What if it is paradoxical.  What if both exist at the same time, ie. that it is all fated and yet we have free-will and choice?  I have lived my life on this basis that everything is fated (as the I-Ching says, "you cannot lose what truly belongs to you even if you throw it away") and that also I have complete freedom and choice and am responsible for all my actions and this seems to work very well.  In the same way, I suspect that all the people in the financial world were all making individual choices for which they were responsible and yet it was always going to work out according to natural laws. Perhaps the point of the game is that we are the agents for the anima mundi (the cosmic mind) and our free will is important.  If, as the experiments on the brain back in the 1970s showed, consciousness operates 0.5 seconds behind reality and we act and then become conscious rather than choosing consciously and then acting, it suggests that the role of consciousness is as an observer. Perhaps our role is to be the consciousness function for the anima mundi; that the collective mind only evolves, learns and becomes more conscious as a product of our individual work on becoming more aware of ourselves.  Perhaps our free-will is how conscious we are or how we learn?  Could it be that each movement we make in consciousness allows the game to play out in a more evolved way?

1 comment:

  1. Nick, I've enjoyed browsing your thoughts - keep it up.

    As a relative novice of the I-Ching I have noticed something about my experience which is relevant to the question of free will. Firstly that the act of using the I-Ching requires action on my part, it is also driven by some intention on my part (conscious or not!). This, I believe, is not unconnected to what then comes about (in my life). What I've noticed is that I am always drawn to one or two sentences, or even words, from the hexagram/lines I throw. And these aren't always the words that given me the 'easy' option either! Again my experience is that at this point the words become a reality. And the question is, have I now created this reality or was it there (in the universe) anyway?

    Using your car metaphor have I just chosen to take a left turn or have I decided to replace my car with a new model? Or have I even changed destination (or enabled the universe to change my destination) - I'm reminded of my first video game experiences with 'Scramble' where when you get enough points on a level the game 'stops' and you start again at the next level. So a question about your metaphor. Is it suggested that the term ‘car’ or the term ‘destination’ can only be interpreted in one way. Of course ‘journey’ could be Stroud to Bristol via Dursley, it could be from here to a medium sized city via the countryside, or it could be from where I am to somewhere else – this of course is the beauty of metaphor, it requires interpretation which can only happen from my perspective and therefore metaphor always works, it is fixed and not fixed at the same time. This is exactly what Iain McGilchrist talks about in his book The Divided Brain - Master and his Emissary as the differences between the two hemispheres.

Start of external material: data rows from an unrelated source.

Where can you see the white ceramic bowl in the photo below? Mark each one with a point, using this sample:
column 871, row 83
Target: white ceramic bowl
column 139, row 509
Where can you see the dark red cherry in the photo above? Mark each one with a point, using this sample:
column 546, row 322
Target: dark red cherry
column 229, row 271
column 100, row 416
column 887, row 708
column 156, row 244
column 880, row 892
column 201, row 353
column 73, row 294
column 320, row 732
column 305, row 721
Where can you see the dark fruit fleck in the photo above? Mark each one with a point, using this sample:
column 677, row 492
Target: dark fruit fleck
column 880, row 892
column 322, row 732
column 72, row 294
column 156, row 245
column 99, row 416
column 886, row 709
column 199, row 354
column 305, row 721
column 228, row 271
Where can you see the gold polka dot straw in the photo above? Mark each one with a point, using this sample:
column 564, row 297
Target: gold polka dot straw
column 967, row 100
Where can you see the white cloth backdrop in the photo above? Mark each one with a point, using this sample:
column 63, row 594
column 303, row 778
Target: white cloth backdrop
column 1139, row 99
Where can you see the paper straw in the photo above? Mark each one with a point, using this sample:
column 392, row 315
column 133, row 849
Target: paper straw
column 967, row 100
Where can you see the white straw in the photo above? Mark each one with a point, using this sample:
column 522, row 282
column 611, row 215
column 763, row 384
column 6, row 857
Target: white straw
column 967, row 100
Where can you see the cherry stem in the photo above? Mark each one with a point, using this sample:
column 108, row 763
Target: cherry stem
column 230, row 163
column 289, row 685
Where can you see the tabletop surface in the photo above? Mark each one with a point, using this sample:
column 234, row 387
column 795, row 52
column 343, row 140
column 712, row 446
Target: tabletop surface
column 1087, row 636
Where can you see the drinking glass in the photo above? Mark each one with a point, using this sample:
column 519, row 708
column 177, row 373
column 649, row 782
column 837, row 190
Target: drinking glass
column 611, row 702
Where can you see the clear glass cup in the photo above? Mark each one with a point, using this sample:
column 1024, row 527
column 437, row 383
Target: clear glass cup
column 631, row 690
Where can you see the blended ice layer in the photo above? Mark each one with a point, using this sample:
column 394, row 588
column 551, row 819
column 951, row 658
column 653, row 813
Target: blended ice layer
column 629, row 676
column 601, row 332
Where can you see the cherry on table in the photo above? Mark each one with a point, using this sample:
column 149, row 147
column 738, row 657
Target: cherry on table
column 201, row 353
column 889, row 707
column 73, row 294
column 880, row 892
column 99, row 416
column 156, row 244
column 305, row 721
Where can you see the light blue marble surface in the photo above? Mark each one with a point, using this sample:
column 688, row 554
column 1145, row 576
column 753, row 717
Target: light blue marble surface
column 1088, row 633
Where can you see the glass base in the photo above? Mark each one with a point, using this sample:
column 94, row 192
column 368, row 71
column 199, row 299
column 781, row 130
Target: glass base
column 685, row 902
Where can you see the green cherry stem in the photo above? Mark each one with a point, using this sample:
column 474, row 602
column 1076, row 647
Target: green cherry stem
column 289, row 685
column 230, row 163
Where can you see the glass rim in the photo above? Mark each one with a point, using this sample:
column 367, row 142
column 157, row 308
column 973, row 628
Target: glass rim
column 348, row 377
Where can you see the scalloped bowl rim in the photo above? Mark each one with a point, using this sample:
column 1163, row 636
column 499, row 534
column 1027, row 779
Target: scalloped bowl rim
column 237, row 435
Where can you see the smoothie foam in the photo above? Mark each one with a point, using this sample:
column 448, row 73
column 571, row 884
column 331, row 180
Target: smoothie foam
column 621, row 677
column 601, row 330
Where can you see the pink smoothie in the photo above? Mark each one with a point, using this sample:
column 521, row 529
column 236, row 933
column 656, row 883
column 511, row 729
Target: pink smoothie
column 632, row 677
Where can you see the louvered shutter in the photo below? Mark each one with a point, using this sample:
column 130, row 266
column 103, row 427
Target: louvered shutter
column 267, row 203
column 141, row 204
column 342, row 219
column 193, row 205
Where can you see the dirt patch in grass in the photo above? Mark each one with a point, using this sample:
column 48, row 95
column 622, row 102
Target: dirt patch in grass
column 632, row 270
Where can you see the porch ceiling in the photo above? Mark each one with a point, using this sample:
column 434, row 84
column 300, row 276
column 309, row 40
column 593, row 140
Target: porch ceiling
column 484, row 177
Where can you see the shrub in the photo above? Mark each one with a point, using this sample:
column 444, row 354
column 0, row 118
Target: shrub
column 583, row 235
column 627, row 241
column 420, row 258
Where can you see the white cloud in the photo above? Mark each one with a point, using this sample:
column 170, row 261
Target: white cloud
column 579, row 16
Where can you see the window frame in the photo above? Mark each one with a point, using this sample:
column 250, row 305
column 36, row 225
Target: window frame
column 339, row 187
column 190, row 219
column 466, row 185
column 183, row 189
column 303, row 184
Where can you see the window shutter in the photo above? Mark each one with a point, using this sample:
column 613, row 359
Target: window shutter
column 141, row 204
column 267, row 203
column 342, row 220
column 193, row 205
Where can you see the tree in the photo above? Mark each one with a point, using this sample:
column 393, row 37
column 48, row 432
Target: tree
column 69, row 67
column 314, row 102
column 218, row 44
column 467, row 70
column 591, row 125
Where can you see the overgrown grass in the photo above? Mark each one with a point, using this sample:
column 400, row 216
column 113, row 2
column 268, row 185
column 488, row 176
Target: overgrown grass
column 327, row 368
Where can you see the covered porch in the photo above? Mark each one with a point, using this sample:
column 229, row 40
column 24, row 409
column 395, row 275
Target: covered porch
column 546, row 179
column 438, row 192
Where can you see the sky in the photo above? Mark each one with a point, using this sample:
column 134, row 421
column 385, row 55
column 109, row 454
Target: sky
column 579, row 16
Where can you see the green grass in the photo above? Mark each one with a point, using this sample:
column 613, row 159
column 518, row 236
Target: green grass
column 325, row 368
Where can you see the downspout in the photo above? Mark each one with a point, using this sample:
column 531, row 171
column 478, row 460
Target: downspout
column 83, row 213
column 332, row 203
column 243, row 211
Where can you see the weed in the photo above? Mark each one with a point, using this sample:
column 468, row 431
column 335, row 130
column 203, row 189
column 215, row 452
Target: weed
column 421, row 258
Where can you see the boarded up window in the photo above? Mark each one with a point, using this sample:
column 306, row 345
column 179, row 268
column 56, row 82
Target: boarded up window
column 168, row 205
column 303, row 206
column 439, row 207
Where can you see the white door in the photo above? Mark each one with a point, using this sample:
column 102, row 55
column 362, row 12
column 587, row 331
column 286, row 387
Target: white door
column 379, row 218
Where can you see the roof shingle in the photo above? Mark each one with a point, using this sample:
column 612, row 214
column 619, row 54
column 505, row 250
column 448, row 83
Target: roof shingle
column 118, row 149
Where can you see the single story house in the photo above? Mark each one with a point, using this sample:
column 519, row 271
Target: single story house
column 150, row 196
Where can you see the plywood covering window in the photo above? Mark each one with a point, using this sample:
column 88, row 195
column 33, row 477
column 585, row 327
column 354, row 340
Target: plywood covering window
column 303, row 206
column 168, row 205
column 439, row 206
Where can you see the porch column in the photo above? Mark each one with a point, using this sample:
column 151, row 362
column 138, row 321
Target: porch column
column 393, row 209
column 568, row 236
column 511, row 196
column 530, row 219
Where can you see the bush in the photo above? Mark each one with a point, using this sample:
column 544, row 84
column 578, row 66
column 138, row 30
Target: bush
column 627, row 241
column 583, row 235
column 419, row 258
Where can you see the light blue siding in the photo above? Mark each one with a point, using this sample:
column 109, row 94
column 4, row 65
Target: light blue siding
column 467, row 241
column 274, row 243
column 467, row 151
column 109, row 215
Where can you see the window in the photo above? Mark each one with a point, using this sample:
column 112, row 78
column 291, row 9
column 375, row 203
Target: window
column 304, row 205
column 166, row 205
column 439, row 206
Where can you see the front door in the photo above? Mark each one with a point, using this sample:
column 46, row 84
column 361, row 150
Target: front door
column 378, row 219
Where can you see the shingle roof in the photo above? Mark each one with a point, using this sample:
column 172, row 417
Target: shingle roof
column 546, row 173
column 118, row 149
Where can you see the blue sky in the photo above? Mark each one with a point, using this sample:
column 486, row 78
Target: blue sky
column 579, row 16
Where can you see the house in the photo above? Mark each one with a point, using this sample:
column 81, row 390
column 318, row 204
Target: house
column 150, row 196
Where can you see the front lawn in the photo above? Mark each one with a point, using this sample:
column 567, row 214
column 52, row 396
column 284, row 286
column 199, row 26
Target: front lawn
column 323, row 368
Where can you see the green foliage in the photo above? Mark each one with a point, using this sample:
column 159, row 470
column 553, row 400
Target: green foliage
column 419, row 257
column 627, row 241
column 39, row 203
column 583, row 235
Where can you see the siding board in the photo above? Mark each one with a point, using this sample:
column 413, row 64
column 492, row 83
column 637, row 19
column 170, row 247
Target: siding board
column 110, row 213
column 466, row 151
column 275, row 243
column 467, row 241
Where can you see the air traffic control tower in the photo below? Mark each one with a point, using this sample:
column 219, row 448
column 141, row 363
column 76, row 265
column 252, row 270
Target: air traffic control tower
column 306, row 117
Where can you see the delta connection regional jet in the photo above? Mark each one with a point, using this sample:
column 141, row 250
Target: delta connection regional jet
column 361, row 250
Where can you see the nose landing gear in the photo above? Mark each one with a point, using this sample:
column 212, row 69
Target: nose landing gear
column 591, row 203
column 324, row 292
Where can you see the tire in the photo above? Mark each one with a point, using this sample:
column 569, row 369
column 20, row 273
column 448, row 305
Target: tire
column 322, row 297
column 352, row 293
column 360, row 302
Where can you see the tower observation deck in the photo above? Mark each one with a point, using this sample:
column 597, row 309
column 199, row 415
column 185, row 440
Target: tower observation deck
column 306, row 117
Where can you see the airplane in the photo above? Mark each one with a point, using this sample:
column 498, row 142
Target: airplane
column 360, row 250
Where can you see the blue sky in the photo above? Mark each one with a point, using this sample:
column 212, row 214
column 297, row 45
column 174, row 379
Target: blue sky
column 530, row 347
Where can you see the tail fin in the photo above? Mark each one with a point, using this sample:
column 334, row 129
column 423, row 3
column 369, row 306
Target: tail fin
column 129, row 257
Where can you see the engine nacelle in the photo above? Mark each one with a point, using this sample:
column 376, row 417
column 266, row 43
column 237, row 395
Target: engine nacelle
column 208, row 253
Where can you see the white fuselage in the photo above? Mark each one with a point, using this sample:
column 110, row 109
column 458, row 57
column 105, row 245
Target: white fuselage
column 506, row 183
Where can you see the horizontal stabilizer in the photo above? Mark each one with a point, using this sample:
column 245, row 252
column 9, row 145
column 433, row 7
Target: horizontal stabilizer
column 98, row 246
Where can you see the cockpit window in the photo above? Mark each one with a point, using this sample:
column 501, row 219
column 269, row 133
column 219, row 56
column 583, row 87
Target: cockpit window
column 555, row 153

    So back to the I-Ching - I know I am engaged in the act of creating my reality and it always works once I accept (or perhaps believe) that. Is this me collapsing the possibilities of the wave function in quantum mechanics? As a metaphor I could see this as taking responsibility for the quality of my driving on my journey, or perhaps whether I chose to ignore the diversion signs.

    This also brings to mind the work of Maturana and Verela in describing ‘autopoises’ (self-creation) which is being shown to describe the [biological] processes of life and their relationship with and to the environment and Sheldrake’s morphic fields. Aren’t these aspects of describing your paradox that life is both fated and free will?